Il povero ministro, circondato da studenti violenti e “vigliacchi” e da ospiti “di sinistra” è caduto in un’imboscata crudele e vergognosa. L’impari confronto ha scatenato nel ministro una forte crisi d’identità, scatenando la sua proverbiale e alta retorica. Ci ha fatto capire, a noi telespettatori, cosa è “l’apologia di reato”, quando stare “zitto”, quanto tempo concedere alla controparte in un confronto, quando si può dare del “vigliacco” a una persona e come affermare l’orgoglio di essere stato fascista e di aver chiamato “rosse” le forze dell’ordine che oggi rappresenta e dalle quali è stato non solo contestato ma anche fischiato, se non erro la stessa mattina del voto di fiducia.

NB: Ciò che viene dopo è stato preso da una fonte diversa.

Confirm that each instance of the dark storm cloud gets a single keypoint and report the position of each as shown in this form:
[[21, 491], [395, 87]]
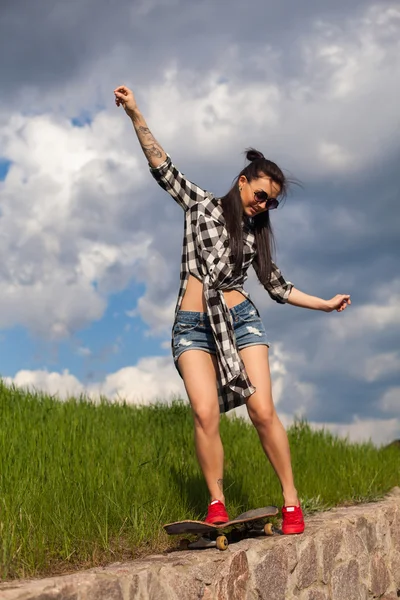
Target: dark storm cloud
[[349, 243], [48, 43]]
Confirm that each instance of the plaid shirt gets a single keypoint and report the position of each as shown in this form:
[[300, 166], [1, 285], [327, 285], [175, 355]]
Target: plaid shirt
[[206, 255]]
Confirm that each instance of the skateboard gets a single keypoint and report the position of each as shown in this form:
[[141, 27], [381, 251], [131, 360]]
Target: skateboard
[[248, 524]]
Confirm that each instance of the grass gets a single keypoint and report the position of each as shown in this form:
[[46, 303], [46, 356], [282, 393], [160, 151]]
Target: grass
[[85, 484]]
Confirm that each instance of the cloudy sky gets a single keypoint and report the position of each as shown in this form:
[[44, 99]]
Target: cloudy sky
[[91, 245]]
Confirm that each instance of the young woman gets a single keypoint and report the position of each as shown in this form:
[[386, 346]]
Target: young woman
[[216, 319]]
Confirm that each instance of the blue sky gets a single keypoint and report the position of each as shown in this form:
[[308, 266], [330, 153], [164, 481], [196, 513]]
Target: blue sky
[[91, 245]]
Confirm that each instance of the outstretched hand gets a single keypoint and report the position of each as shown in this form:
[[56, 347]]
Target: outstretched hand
[[338, 302], [123, 95]]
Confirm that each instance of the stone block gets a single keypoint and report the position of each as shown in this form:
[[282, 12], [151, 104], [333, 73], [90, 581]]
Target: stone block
[[233, 584], [330, 546], [271, 575], [395, 531], [307, 566], [379, 576], [346, 584], [105, 589]]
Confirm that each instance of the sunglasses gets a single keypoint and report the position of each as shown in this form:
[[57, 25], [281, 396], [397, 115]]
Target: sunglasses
[[262, 196]]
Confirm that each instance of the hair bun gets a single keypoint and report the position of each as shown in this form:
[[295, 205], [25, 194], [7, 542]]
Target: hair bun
[[252, 154]]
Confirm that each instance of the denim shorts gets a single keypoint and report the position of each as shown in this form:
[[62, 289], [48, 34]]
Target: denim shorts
[[192, 330]]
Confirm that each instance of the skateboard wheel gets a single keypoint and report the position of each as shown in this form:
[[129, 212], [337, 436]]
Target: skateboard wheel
[[268, 529], [222, 542]]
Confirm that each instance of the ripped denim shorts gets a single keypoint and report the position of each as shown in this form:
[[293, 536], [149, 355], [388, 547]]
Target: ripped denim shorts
[[192, 330]]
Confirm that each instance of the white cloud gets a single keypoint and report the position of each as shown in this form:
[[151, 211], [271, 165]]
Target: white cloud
[[380, 431], [153, 378], [65, 189], [156, 379]]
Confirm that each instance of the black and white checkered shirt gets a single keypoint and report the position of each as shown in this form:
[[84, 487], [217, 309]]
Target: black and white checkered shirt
[[206, 255]]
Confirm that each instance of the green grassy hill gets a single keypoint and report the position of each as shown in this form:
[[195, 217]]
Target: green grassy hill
[[84, 484]]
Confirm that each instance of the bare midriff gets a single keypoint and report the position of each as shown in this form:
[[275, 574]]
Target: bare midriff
[[195, 301]]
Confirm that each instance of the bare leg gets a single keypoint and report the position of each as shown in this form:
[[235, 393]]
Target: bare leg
[[270, 430], [198, 370]]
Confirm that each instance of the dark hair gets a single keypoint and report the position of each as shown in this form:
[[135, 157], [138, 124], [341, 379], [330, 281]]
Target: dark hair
[[233, 213]]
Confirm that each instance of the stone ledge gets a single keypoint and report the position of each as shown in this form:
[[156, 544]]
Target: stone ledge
[[347, 553]]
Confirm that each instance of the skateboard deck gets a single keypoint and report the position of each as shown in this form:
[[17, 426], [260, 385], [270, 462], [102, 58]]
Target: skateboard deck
[[211, 535]]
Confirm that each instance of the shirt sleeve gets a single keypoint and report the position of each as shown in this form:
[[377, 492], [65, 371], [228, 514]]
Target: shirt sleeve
[[184, 192], [277, 287]]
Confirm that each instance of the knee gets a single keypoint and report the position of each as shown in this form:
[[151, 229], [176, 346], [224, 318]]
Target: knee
[[206, 420], [263, 418]]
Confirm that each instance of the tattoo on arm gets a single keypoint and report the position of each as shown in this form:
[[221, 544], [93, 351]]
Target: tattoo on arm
[[152, 150], [144, 130]]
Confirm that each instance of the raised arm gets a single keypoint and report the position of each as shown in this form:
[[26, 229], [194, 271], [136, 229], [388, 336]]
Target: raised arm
[[151, 148], [184, 192]]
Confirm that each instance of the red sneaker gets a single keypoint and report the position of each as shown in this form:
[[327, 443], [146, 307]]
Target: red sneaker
[[216, 513], [293, 520]]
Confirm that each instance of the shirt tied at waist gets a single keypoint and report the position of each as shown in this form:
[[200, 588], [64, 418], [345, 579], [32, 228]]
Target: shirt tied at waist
[[231, 367]]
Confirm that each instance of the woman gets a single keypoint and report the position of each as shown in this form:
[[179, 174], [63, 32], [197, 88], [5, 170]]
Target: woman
[[215, 318]]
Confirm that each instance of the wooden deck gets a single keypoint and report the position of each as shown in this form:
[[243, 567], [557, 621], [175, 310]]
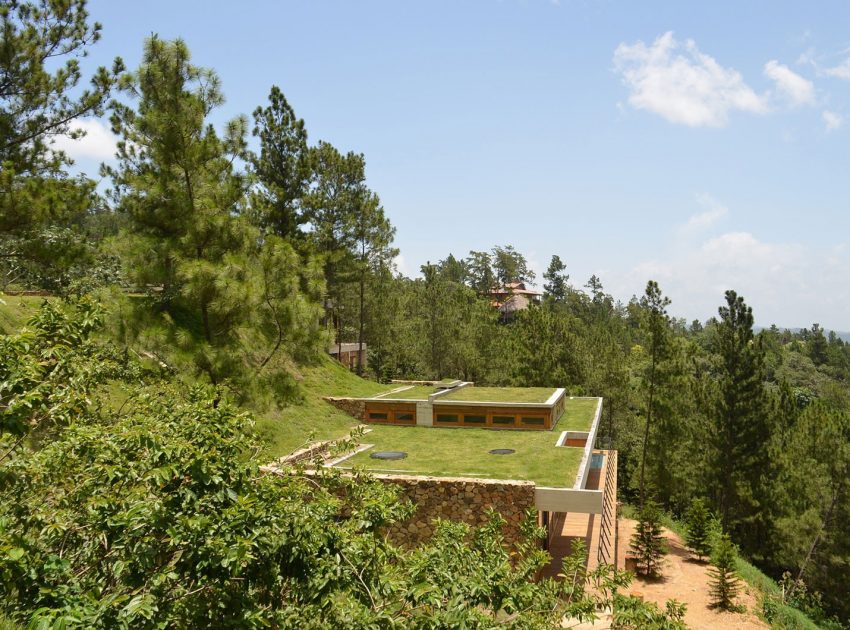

Lavoratori che protestano al mattino e difensori delle istituzioni al pomeriggio, qualunque sia il governo in carica. Questa è una lezione di responsabilità e un grande senso dell’appartenenza alla Repubblica, non a un governo.
La crisi d’identità del ministro deve preoccupare qualunque cittadino italiano, anche se elettore del Pdl. Non è una bella cosa vedere un proprio rappresentante arrivare a eccessi di quel genere, contestare e voler zittire, con una violenza verbale non pensabile in un rappresentante dello Stato, le ragioni degli studenti, invece di ascoltare e instaurare un dialogo civile. Ascoltare le ragioni degli altri, di quella parte che non è rappresentata in un’aula parlamentare, mentre si sta per approvare una riforma dell’Università che sarà determinante per il loro futuro, dovrebbe essere un atto di profonda responsabilità e di alto valore democratico.
Il popolo italiano ha dato a questo governo licenza di governare non licenza di imposizione. Riforme di tale portata vanno discusse a più voce e scritte a più mani.
Il passato che ritorna non sempre è buona cosa, specie se ammantato da nostalgia.